Vier Nervensägen auf einen Streich

Hin und wieder tut es gut, eine Auszeit zu nehmen. Abzuschalten. Dem Trubel des Alltags zu entfliehen und Geist sowie Körper eine Verschnaufpause zu verschaffen. Das dachten auch meine Partnerin und ich. Weil wir als Eltern von zwei kleinen, quicklebendigen Mädchen – die anscheinend mit weniger Schlaf zurechtkommen als Mama und Papa – zuletzt leicht am Anschlag liefen, gönnten wir uns im Schwarzwald ein kinderfreies Wochenende.

Zwei Tage wollten wir die Seele baumeln lassen.

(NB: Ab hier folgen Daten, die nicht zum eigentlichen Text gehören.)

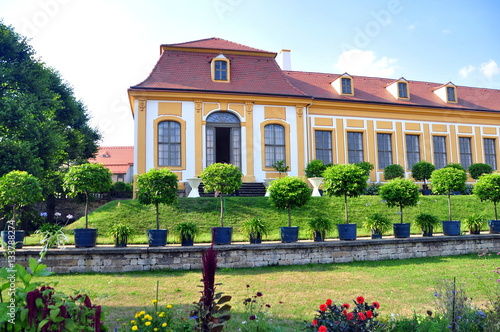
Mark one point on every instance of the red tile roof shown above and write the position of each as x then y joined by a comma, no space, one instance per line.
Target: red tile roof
118,159
186,67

Die Infrastruktur des Hotels liess nichts zu wünschen übrig: Von der Sauna über das Solebad bis hin zum Schwimmbecken war alles vorhanden, was das WellnessHerz begehrt. Zudem liessen wir unsere verspannten Rückenmuskeln so richtig durchkneten – herrlich. Der Dämpfer folgte beim Nachtessen. Wir erhielten vom sympathischen Kellner Bogdan einen Tisch zugewiesen, neben dem bereits zwei Schweizer Paare Platz genommen hatten. Doch nicht die Landsleute an sich waren das Problem, sondern ihr Gesprächsthema: Der Wein. Genauer gesagt: Ungeniessbarer Wein.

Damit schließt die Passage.